Hunting for good health at Fulton County Fair

Fulton Co. Medical Center offers chance for hunters and nonhunters to check their health

Fulton Co. Medical Center offers chance for hunters and nonhunters to check their health

October 01, 2007|By JENNIFER FITCH

McCONNELLSBURG, Pa. - It's not just anywhere that you can get a free camouflage T-shirt and an EKG.

Yet, the first 150 people through the doors at the 20th annual Healthy Sportsman Fair did on Sunday.

They lined up before doors opened for Fulton County Medical Center's event that is designed to provide free health assessments in preparation for hunting season.

"A lot of times, that's the only testing they do. They don't see their primary care physician," said Misty Hershey, the medical center's marketing director.

Screenings included vision, cholesterol and glucose.

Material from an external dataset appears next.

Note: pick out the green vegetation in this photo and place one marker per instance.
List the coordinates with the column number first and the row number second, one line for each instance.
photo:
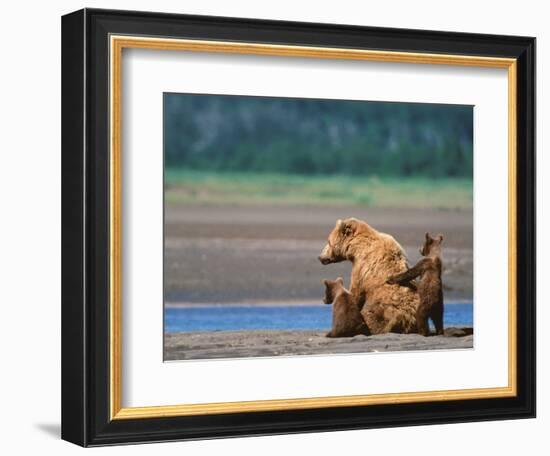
column 223, row 188
column 317, row 137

This year's fair also featured local businessman Ray Koontz's trophy hunts and trailer sales to broaden its scope.


"In the past, it's just been deer hunting. ... We'd like to open it up to even more vendors," Hershey said.

The medical center changed the fair's name from the "Healthy Hunter Fair" and moved it to the headquarters of American Legion Post 561 in anticipation of a record crowd.

Within a half-hour of the four-hour fair, 90 people had signed in compared to 150 overall in 2006.

"This is a great opportunity for the community," said Liz Sheehan, a Mercersburg, Pa., resident who only does a slight bit of hunting.

She underwent cholesterol and glucose screenings to determine the effectiveness of her prescribed medications. Sheehan said she goes to the fair each year, then follows up with her annual physical with her doctor shortly thereafter.

"I've been checked and most of them come back pretty good, but you never know," said Guy Truax, of Harrisonville, Pa.

Truax, who has hunted since childhood, said he has only missed one year of the fair since its inception.

Mabel Weller, of Cove Gap, Pa., was one of several people who said they don't hunt, but use the health fair as an opportunity to monitor their health.

"I wanted to get an EKG done and a blood sugar test," Weller said.

She explained that she has had heart problems and knows that diabetes runs in her family.

"It's just a chance for a checkup," Weller said.

Kim Harnish guided visitors to her booth through a series of questions that determine risk for heart disease.

As the manager of the medical center's cardiopulmonary rehabilitation program, Harnish told people about the 12-week course for those who have suffered a heart attack.

Exercise is combined with education, she said.

"They can identify other patients that have been down the road with heart disease and talk," Harnish said.

They often share tips about making food taste better and sleeping easier, she said.

Anthony Carbaugh, a deputy wildlife conservation officer, represented the Pennsylvania Game Commission at the Healthy Sportsman Fair.

"Basically, we're here to answer questions," Carbaugh said.

Early archery season started Saturday, and squirrel and grouse season begins in two weeks, Carbaugh said. Concurrent buck and doe seasons will again start the Monday after Thanksgiving as is tradition, he said.

"Fulton County is a heavily hunted area," Carbaugh said.